Wendy’s Wonderful Kids’ Child-Focused Recruitment Adoption Model: Making a Difference for Thousands of Children

BlogChild WelfareNov 7 2013

Did you know that 50,516 children were adopted from foster care in 2011? November is National Adoption Month, a time to recognize the efforts of social workers, judges, agency administrators, philanthropists, therapists, guardians ad litem, court appointed special advocates, policymakers, and a multitude of other dedicated individuals whose combined efforts helped achieve forever families for children. For the adoptive parents and their children, it’s a time to celebrate the commitments they have made to each other. But it’s also a time to ask how we can ensure that children who remain in foster care, and for whom returning to their families of origin is not safe or possible, can also join adoptive families someday soon. At the end of 2011, 104,236 children were officially classified as waiting for adoption.1

One approach that increases a child’s chances of adoption is the child-focused recruitment model of Wendy’s Wonderful Kids (WWK), which has helped almost 4,000 children achieve legal permanence. Child Trends’ evaluation of WWK, a signature program of the Dave Thomas Foundation for Adoption, found that it had the biggest impact on adoption for older youth and those with diagnosed mental health disorders—youth for whom it is frequently especially challenging to find adoptive homes. For children ages 8 to 15, the chances of adoption were between 1.5 and 3 times more likely with WWK than with traditional services. Among children with mental health disorders, those in the WWK program were three times more likely to be adopted than those receiving traditional adoption services.

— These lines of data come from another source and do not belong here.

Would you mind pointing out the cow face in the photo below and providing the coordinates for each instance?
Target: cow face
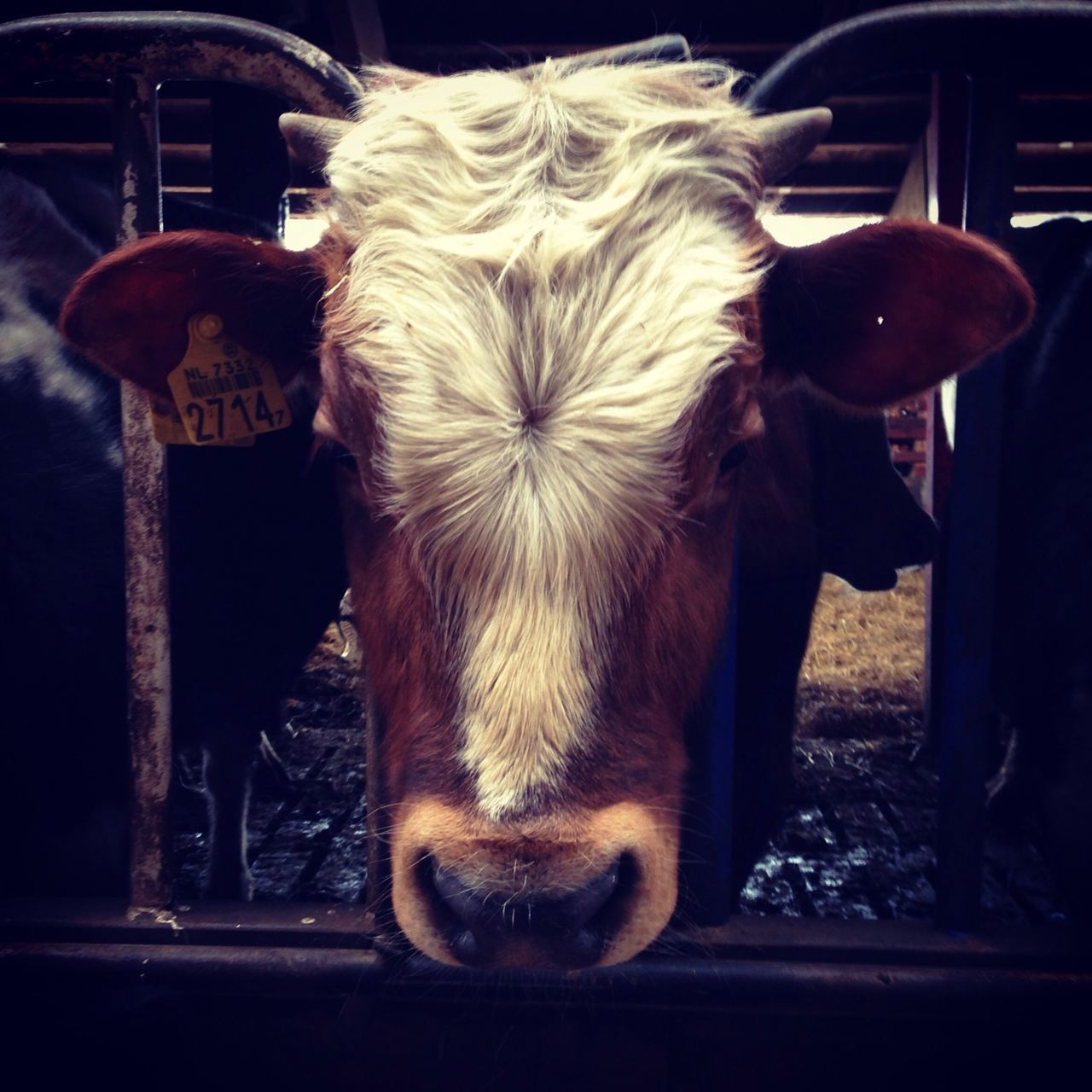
(539, 347)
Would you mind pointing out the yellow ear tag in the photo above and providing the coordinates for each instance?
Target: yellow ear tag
(223, 393)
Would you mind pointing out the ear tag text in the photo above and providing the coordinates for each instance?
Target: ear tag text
(223, 392)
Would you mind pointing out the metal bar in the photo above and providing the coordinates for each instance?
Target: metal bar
(136, 53)
(177, 46)
(136, 189)
(706, 877)
(967, 713)
(1051, 947)
(752, 985)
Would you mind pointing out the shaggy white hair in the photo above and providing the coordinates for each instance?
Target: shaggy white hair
(539, 293)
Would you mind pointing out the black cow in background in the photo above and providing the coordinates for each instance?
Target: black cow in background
(1044, 601)
(257, 572)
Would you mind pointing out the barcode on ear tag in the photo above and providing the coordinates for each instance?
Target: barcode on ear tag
(223, 392)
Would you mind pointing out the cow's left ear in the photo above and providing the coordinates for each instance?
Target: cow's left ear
(890, 309)
(130, 311)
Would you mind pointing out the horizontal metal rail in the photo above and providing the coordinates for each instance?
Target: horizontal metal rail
(171, 45)
(1007, 38)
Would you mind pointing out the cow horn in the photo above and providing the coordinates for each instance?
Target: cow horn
(311, 137)
(785, 140)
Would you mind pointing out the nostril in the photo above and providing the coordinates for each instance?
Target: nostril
(452, 909)
(574, 926)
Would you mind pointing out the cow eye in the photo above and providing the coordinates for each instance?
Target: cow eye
(335, 452)
(344, 457)
(732, 459)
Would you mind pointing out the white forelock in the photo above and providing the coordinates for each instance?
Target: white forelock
(539, 293)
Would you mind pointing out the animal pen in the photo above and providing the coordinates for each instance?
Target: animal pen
(748, 966)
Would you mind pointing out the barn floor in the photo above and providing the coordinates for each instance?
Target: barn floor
(857, 845)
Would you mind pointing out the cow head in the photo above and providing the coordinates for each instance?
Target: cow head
(544, 304)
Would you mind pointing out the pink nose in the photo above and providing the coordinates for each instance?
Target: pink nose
(572, 928)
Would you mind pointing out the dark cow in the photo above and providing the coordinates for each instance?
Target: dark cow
(549, 307)
(819, 494)
(256, 576)
(1044, 647)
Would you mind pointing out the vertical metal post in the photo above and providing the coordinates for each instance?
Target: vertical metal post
(967, 708)
(137, 192)
(946, 183)
(706, 873)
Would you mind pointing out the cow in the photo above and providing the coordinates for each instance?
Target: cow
(542, 319)
(1043, 671)
(241, 520)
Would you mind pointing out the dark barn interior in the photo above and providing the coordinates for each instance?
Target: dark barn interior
(896, 932)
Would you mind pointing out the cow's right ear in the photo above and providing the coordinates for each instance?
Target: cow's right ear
(130, 311)
(890, 309)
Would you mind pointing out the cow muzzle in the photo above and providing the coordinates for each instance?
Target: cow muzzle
(564, 893)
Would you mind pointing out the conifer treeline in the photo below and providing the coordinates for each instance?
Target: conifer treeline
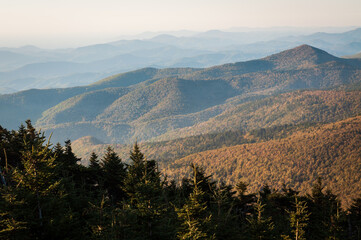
(46, 194)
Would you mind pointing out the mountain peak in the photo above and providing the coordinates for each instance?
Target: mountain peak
(303, 56)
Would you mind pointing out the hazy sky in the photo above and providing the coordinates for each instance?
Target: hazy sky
(71, 22)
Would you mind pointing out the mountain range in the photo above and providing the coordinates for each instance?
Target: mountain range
(31, 67)
(163, 104)
(294, 114)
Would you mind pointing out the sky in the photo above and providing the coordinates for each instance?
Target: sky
(65, 23)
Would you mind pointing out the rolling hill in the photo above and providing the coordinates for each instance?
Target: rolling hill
(331, 151)
(164, 104)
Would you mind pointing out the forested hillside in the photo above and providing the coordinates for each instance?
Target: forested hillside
(46, 194)
(151, 104)
(331, 151)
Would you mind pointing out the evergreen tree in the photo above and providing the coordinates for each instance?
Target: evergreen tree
(299, 220)
(33, 191)
(194, 215)
(114, 172)
(259, 226)
(355, 219)
(145, 205)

How does child-focused recruitment work? The program takes a child-focused strategy, featuring dedicated recruiters with smaller caseloads than traditional adoption agencies. The recruiters interact with youth every month to understand their history, experiences, and needs. Getting to know each child as a unique individual helps recruiters figure out what type of family would be best for each child and provides clues about how to find that family. Other important resources include networks of important people in the child’s life, thorough case record reviews, diligent search for adoption resources and developing and carrying out individualized recruitment plans. The recruiter also works to ensure each child is prepared for adoption and frequently stays with the family post-adoption.  To date, nearly 4,000 adoptions have been finalized through the work of WWK recruiters.

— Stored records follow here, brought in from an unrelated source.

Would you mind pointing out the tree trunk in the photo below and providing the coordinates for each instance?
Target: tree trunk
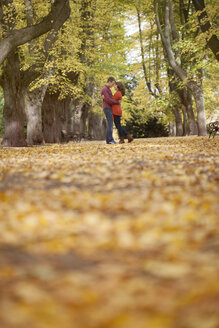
(60, 11)
(33, 110)
(178, 121)
(186, 128)
(14, 104)
(50, 123)
(96, 126)
(194, 86)
(197, 92)
(83, 120)
(205, 24)
(186, 99)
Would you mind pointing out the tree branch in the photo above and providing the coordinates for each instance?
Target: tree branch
(165, 37)
(213, 42)
(59, 13)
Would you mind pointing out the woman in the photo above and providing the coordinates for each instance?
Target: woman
(117, 113)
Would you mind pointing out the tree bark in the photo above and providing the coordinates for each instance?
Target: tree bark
(186, 100)
(59, 13)
(33, 110)
(96, 126)
(14, 104)
(50, 119)
(57, 117)
(193, 86)
(178, 121)
(213, 42)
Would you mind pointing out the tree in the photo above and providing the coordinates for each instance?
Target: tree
(206, 26)
(193, 84)
(16, 37)
(14, 81)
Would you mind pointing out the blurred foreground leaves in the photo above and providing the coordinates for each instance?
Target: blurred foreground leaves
(103, 236)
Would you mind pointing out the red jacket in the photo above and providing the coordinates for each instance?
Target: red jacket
(117, 109)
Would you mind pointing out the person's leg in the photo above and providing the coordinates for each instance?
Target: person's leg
(117, 121)
(124, 133)
(109, 133)
(121, 130)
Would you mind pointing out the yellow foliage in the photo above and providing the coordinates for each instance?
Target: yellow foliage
(105, 236)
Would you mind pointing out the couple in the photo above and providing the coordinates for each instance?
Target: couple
(113, 111)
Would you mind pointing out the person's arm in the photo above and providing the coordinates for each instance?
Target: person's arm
(108, 99)
(117, 96)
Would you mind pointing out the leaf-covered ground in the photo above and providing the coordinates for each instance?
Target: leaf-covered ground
(104, 236)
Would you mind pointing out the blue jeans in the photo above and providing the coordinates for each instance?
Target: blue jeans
(109, 118)
(122, 131)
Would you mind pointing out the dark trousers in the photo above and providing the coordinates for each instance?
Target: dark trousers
(122, 131)
(109, 118)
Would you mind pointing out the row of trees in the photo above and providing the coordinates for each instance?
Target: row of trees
(179, 52)
(51, 79)
(56, 55)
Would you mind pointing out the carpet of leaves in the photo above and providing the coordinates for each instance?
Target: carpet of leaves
(110, 236)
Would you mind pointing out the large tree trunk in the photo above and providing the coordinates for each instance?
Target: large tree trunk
(50, 119)
(197, 92)
(205, 24)
(33, 110)
(186, 99)
(178, 121)
(186, 128)
(57, 116)
(83, 120)
(97, 126)
(60, 11)
(194, 86)
(14, 104)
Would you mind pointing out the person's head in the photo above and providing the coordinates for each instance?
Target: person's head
(120, 87)
(111, 81)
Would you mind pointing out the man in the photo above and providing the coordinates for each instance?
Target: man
(107, 102)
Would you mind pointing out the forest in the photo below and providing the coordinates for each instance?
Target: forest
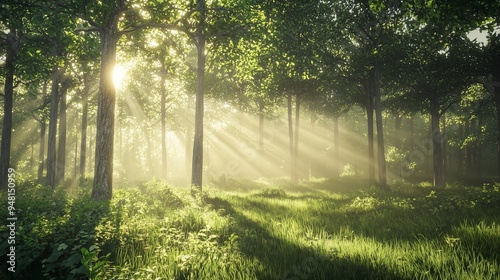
(250, 139)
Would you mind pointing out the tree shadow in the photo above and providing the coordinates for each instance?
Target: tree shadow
(282, 259)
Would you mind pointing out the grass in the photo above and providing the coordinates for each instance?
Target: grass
(322, 229)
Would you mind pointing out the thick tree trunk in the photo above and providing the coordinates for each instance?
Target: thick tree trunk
(85, 112)
(41, 152)
(8, 103)
(61, 149)
(103, 169)
(51, 147)
(439, 181)
(371, 150)
(382, 179)
(197, 169)
(163, 74)
(290, 137)
(336, 148)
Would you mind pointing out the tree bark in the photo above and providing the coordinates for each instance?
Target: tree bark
(8, 104)
(397, 130)
(51, 147)
(85, 112)
(382, 179)
(61, 149)
(460, 151)
(295, 179)
(445, 146)
(163, 74)
(197, 169)
(371, 150)
(261, 125)
(290, 137)
(336, 148)
(103, 169)
(439, 180)
(468, 149)
(41, 152)
(497, 105)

One reason for the commitment to adoption is that youth who age out of foster care without a permanent family are at great risk for serious problems like poor mental health, drug abuse, unemployment, homelessness, and incarceration. Yet, very little is known about how youth fare in young adulthood following adoption or about whether adoption can improve the well-being of youth who would otherwise have aged out of foster care. The effect of adoption has been enigmatic to study; experimental evaluations are impossible, since one cannot randomly assign youth to be adopted or not. This is a critical gap in knowledge, given that efforts aimed at increasing adoptions for youth are based on the premise that adoption improves their life prospects.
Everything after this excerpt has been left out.